Awesome
OmniLabelTools
A Python toolkit for the OmniLabel benchmark (https://www.omnilabel.org)
Main features:
- evaluation of prediction results
- visualization of ground truth and predictions
- extract basic statistics of the dataset annotations
Install | Dataset setup | Annotation format | Evaluate your results | License
Install
Install OmniLabelTools as:
git clone https://www.github.com/samschulter/omnilabeltools
cd omnilabeltools
pip install .
You can also install in developer mode:
pip install -e .
Dataset setup
Please visit https://www.omnilabel.org/dataset/download for download and setup instructions. To verify the dataset setup, you can run the following two scripts to print some basic dataset statistics and visualize some examples:
olstats --path-to-json path/to/dataset/gt/json
olvis --path-to-json path/to/dataset/gt/json --path-to-imgs path/to/image/directories --path-output some/directory/to/store/visualizations
Annotation format
In general, we try to follow the MS COCO dataset format as much as possible, with all annotations stored in one json
file.
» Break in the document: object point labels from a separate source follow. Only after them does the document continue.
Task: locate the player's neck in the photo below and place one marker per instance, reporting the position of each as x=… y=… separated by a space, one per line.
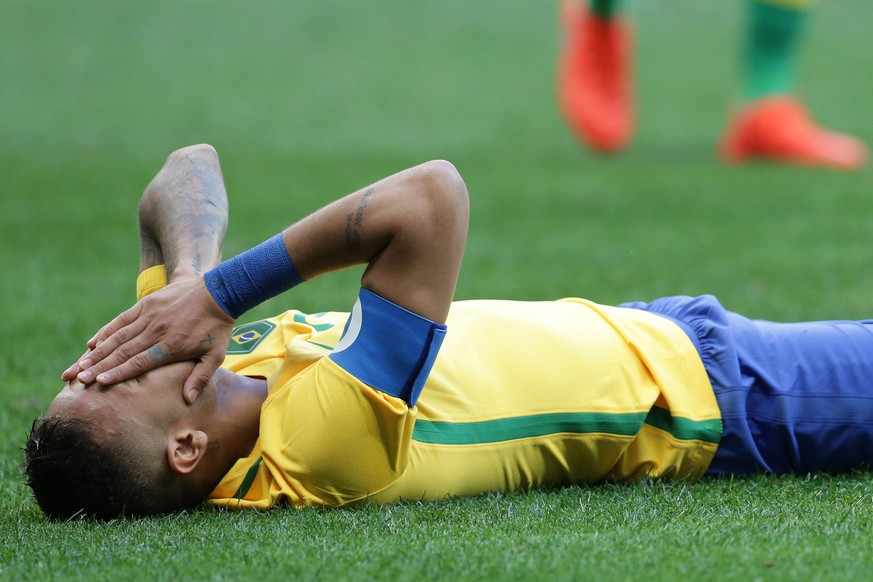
x=238 y=412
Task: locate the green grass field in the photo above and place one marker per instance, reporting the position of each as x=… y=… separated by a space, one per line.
x=307 y=101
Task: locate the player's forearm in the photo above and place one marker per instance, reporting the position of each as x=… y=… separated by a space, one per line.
x=410 y=230
x=183 y=214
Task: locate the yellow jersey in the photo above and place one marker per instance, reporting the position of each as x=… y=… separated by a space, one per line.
x=521 y=395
Please see https://www.omnilabel.org/dataset/download and https://www.omnilabel.org/task for more details.
Ground truth data
{
images: [
{
id ... unique image ID
file_name ... path to image, relative to a given base directory (see above)
},
...
],
descriptions: [
{
id ... unique description ID
text ... the text of the object description
image_ids ... list of image IDs for which this description is part of the label space
anno_info ... some metadata about the description
},
...
],
annotations: [ # Only for val sets. Not given in test set annotations!
{
id ... unique annotation ID
image_id ... the image id this annotation belongs to
bbox ... the bounding box coordinates of the object (x,y,w,h)
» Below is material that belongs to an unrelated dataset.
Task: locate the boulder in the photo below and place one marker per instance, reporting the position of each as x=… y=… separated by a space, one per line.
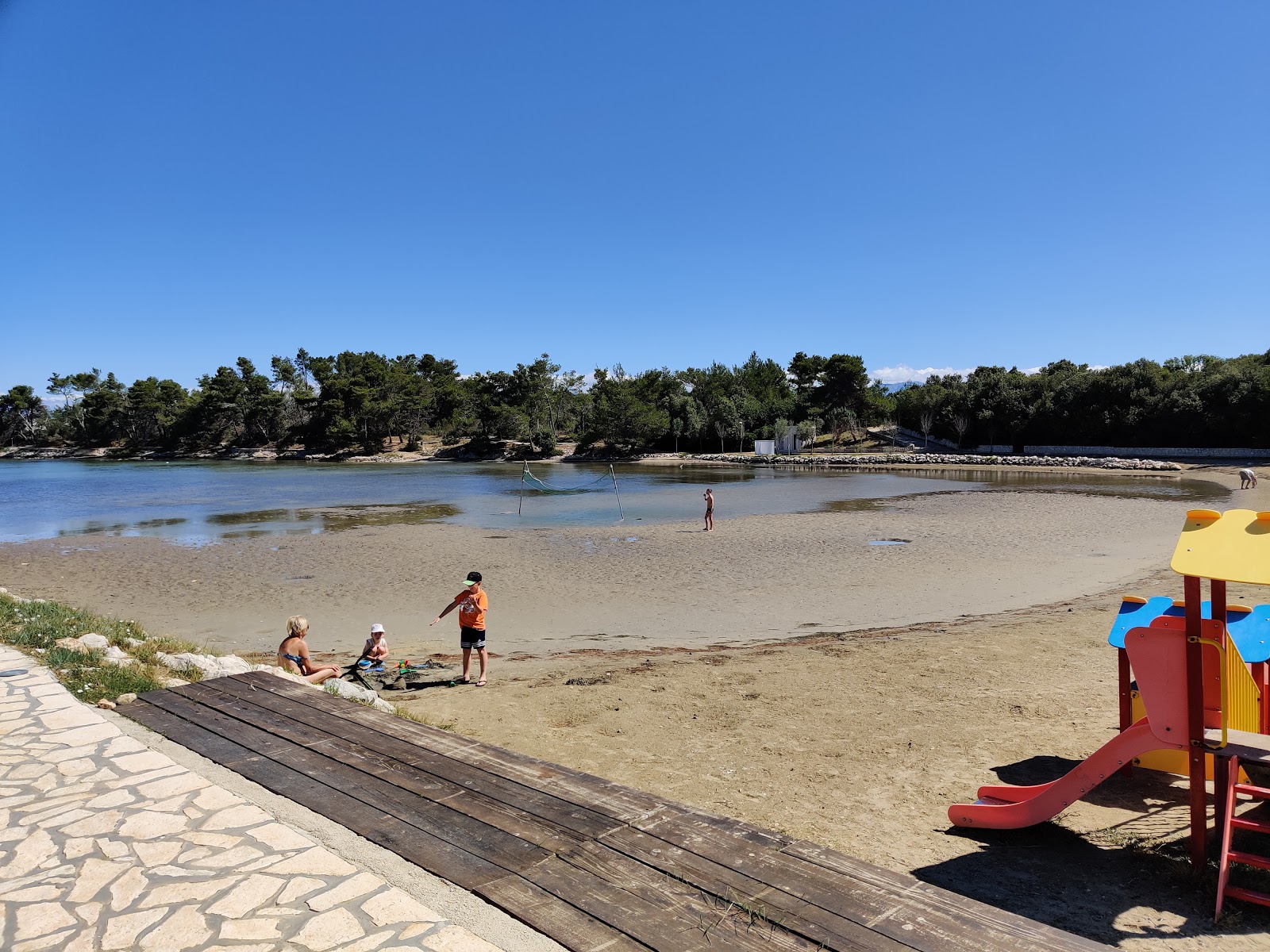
x=116 y=655
x=356 y=692
x=210 y=666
description_ids ... list of description IDs that refer to this object
},
...
]
}
Submitting prediction results
NB: The test server is not online at this time. Once online, prediction results are submitted in the following format:
[
{
image_id ... the image id this predicted box belongs to
bbox ... the bounding box coordinates of the object (x,y,w,h)
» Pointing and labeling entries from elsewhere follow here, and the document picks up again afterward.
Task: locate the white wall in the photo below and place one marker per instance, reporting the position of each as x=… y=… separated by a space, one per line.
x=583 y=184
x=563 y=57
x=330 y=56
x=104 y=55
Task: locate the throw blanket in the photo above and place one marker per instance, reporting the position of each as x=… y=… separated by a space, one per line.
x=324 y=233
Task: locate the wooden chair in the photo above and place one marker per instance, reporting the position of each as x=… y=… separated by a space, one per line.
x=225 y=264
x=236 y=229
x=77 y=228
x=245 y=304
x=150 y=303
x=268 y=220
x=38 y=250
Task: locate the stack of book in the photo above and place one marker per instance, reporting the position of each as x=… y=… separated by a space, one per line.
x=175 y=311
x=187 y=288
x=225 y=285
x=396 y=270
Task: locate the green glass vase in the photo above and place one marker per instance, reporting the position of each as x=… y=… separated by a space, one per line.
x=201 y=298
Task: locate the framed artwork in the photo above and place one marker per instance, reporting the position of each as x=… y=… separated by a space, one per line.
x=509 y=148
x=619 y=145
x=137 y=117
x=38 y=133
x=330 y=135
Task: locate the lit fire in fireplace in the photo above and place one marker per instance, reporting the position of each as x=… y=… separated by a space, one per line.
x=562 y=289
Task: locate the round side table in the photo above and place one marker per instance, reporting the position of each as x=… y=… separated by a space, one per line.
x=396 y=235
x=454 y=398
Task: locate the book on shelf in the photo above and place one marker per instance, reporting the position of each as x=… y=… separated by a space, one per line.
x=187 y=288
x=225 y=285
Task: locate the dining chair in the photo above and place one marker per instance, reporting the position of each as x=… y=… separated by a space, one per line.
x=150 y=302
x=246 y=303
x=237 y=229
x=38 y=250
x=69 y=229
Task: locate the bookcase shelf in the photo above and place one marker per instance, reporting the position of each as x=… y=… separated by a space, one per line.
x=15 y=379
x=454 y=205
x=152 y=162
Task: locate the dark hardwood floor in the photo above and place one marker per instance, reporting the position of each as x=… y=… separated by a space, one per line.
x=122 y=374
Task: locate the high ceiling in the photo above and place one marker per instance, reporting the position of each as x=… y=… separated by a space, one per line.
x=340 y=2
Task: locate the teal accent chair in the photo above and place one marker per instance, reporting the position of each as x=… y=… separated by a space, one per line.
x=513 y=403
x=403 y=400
description_ids ... list of description IDs that refer to this object
scores ... list of confidences, one for each description
},
...
]
Evaluate your results
Here is some example code how to evaluate results:
from omnilabeltools import OmniLabel, OmniLabelEval
gt = OmniLabel(data_json_path) # load ground truth dataset
dt = gt.load_res(res_json_path) # load prediction results
ole = OmniLabelEval(gt, dt)
ole.params.recThrs = ... # set evaluation parameters as desired
ole.evaluate()
ole.accumulate()
ole.summarize()
We also provide a stand-alone script:
oleval --path-to-gt path/to/gt/json --path-to-res path/to/result/json
The result json file follows the format described above.
License
This project is released under an MIT License.